RE: [xsl] How to do an 'existence' test in XSL?

Subject: RE: [xsl] How to do an 'existence' test in XSL?
From: Wendell Piez <wapiez@xxxxxxxxxxxxxxxx>
Date: Wed, 22 Dec 2004 14:25:18 -0500
George,

It may not be strictly a full-blown grouping problem, but the problem of uniquely identifying a single node to stand for a set of nodes is part of the general problem of grouping. So solutions (and there are several) can be found in the common solutions for grouping.

Think of it like this: group the nodes, and for each group report a single value. You don't need to know ahead of time what those values might be.

At 01:38 PM 12/22/2004, you wrote:
Mukul
To me, your solution is not as simple as it could be.

Mukul's solution is to test on the preceding-sibling axis to see whether any nodes preceding have the same value, and can therefore be presumed to be accounted for.


It may not be the most elegant approach imaginable (as Mike said you have to go to XSLT 2.0 for that), and it is not very performant over large datasets, but it works ... and it's not that complicated either.

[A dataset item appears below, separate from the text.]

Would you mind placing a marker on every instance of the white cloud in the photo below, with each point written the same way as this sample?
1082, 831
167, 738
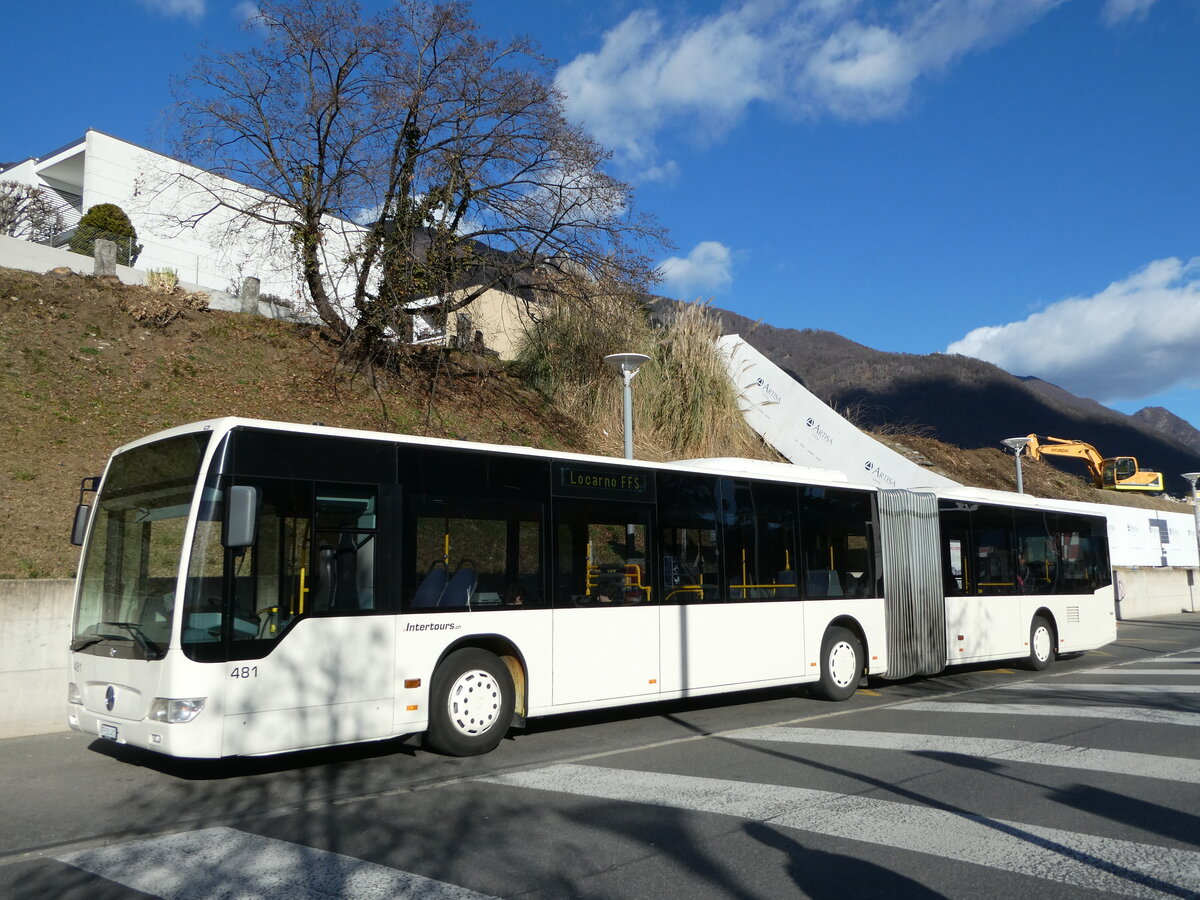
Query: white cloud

Other approaches to identifying what I call a "flag-bearer" node include:

B. setting up a key and then seeing whether each node is the first (or last, if you like) returned by the key with its key value

C. doing brute force retrieval of the nodes like this one, and seeing if this one is the first

B is often the preferred approach, as being both not overly complex, and performant even over fairly large data sets. Whether it's "simple" depends on whether you consider keys simple. (I think they're pretty simple, but then I've got an XSLT 1.0 processor installed in my brain.)

All these will work over node sets whose relevant values ("alertbox", "tooltip", "help") are not known ahead of time.

As Mike indicated, the techniques are documented in Jeni's pages on grouping at www.jenitennison.com/grouping. And as he also indicated, the particular feature of the language wanted -- a gap filled in XSLT 1.0 by the grouping techniques just described above -- is actually provided in XSLT 2.0's "for-each-group" construct.